News

Smart Tachograph enforcement using remote access

Following a series of meetings that have recently taken place in Brussels, further details have emerged regarding the technical specifications of data that enforcement authorities will be able to access remotely.

The facility for enforcement authorities to remotely download certain elements of data at the roadside is already cause for some debate among drivers and operators that we have spoken with. How will it capture the information? What information will it capture? How will it transmit the information? How will I know if information has been captured?

“In this case, it is fair to say that the term “download” in this context is somewhat misleading, as enforcement authorities will not be able to remotely access any data relating to driving or resting times” commented Marc Caplin, Account Manager at Aquarius IT. The ability to download or ‘blip’ vehicles remotely (within a range of 20 to 50 metres) is designed to assist enforcement officers in deciding which vehicles to carry out roadside checks on further down the road. 
Using a specialist piece of equipment, an enforcement officer can scan passing vehicles which will be fitted with a transmitter linked to the tachograph. This transmitter will be mounted somewhere around the windscreen and will ‘broadcast’ a packet of data that will renew itself every minute.
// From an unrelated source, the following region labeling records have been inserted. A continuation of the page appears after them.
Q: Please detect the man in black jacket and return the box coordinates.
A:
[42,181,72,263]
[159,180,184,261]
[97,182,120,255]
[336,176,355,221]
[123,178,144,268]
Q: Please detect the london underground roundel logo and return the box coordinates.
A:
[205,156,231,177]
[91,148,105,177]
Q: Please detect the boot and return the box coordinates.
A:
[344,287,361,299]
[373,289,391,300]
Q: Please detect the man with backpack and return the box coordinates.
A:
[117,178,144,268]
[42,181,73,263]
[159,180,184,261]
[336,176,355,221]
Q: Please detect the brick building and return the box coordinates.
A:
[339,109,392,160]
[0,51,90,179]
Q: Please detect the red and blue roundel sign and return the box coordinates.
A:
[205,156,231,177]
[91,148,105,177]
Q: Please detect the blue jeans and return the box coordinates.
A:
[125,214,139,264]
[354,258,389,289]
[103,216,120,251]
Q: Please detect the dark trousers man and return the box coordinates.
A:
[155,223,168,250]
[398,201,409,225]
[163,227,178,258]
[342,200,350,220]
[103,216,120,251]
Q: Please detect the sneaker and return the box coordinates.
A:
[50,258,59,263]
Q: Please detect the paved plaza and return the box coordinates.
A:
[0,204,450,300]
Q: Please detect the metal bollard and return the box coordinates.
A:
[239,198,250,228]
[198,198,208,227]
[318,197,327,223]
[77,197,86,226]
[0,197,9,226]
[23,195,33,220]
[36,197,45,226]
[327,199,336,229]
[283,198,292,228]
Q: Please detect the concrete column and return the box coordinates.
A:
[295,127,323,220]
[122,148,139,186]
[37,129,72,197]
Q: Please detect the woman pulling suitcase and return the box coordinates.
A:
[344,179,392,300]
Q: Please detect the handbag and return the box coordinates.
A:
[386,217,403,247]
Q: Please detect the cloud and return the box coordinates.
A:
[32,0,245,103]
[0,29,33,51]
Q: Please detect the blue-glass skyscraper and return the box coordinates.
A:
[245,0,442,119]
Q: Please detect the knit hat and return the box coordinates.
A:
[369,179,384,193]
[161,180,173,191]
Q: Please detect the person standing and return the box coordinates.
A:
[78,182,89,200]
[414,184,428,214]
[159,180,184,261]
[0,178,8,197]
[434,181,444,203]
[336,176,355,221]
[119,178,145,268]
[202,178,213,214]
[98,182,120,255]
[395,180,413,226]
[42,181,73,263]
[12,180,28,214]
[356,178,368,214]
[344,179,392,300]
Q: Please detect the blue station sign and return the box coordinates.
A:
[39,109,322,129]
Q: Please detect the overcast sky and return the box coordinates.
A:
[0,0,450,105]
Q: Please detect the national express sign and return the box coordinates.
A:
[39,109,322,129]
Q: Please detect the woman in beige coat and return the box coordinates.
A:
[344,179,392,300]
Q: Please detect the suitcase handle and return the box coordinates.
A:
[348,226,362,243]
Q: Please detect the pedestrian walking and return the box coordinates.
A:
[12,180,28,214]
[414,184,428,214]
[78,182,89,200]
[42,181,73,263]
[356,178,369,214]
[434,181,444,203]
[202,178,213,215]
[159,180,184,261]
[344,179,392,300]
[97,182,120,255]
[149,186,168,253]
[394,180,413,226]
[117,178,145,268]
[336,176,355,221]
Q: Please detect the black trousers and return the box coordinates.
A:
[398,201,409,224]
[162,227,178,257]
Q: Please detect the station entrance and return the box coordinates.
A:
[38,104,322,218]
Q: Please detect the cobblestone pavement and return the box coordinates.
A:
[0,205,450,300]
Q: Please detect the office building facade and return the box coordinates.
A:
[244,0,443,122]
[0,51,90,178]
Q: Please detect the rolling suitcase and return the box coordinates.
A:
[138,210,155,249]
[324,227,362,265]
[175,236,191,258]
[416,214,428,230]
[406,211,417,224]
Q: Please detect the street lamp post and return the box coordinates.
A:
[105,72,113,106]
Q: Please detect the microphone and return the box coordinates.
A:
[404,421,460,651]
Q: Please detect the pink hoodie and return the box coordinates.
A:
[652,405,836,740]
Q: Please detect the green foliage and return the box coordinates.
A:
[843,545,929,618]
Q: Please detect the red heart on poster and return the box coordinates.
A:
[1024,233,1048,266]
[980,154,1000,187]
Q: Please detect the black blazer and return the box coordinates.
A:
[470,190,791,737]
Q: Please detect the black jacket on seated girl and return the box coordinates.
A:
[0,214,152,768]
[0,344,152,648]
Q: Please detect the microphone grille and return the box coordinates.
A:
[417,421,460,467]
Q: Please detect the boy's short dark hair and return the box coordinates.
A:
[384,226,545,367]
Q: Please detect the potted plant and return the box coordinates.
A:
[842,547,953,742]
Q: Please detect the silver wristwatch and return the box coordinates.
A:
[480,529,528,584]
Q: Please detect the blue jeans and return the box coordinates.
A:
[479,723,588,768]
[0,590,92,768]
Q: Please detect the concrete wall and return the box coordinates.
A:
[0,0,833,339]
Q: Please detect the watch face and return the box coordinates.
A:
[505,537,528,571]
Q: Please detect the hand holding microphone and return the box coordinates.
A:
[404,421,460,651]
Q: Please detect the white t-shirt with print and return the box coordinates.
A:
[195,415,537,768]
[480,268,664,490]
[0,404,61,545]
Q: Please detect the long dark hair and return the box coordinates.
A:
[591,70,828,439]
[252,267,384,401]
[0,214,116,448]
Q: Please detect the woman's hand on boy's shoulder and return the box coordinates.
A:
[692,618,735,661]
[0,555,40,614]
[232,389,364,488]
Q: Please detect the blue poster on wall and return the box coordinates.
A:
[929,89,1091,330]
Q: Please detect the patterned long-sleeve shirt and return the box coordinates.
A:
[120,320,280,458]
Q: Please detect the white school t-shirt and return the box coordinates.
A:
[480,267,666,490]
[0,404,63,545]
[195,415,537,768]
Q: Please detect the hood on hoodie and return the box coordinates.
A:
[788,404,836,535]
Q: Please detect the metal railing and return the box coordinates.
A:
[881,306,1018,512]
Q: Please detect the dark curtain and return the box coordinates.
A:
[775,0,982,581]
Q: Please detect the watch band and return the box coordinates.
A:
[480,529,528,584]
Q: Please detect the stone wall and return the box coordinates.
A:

The roadside scanner will detect this broadcast which will contain specific technical data relating to the ‘normal’ running of the vehicle. 
A major point of clarification to emerge from Brussels in the last few weeks is what will be included in this data packet. The following have been confirmed:
 
1 Vehicle registration plate 
2 Speeding Event 
3 Driving Without Valid Card 
4 Valid Driver Card 
5 Card Insertion while Driving 
6 Motion Data Error 
7 Vehicle Motion Conflict 
8 2nd Driver Card 
9 Current Activity 
10 Last Session Closed 
11 Power Supply Interruption 
12 Sensor Fault 
13 Time Adjustment 
14 Security Breach Attempt 
15 Last Calibration 
16 Previous Calibration 
17 Current Speed 
18 Timestamp

Discussions are ongoing regarding the exact format of some of these eighteen different elements, but most of them will take the form of ‘yes’ or ‘no’ responses. These responses will then determine whether the passing vehicle registers on the enforcement officer’s device as being red or green, in turn informing the officer whether that vehicle will need a more thorough roadside check which would then be carried out by another officer stationed further up the road.

The new tachograph has an implementation date of June 2019 but it remains to be seen if this is achievable, given that discussions on certain technical elements are still ongoing and seem a long way off from being resolved.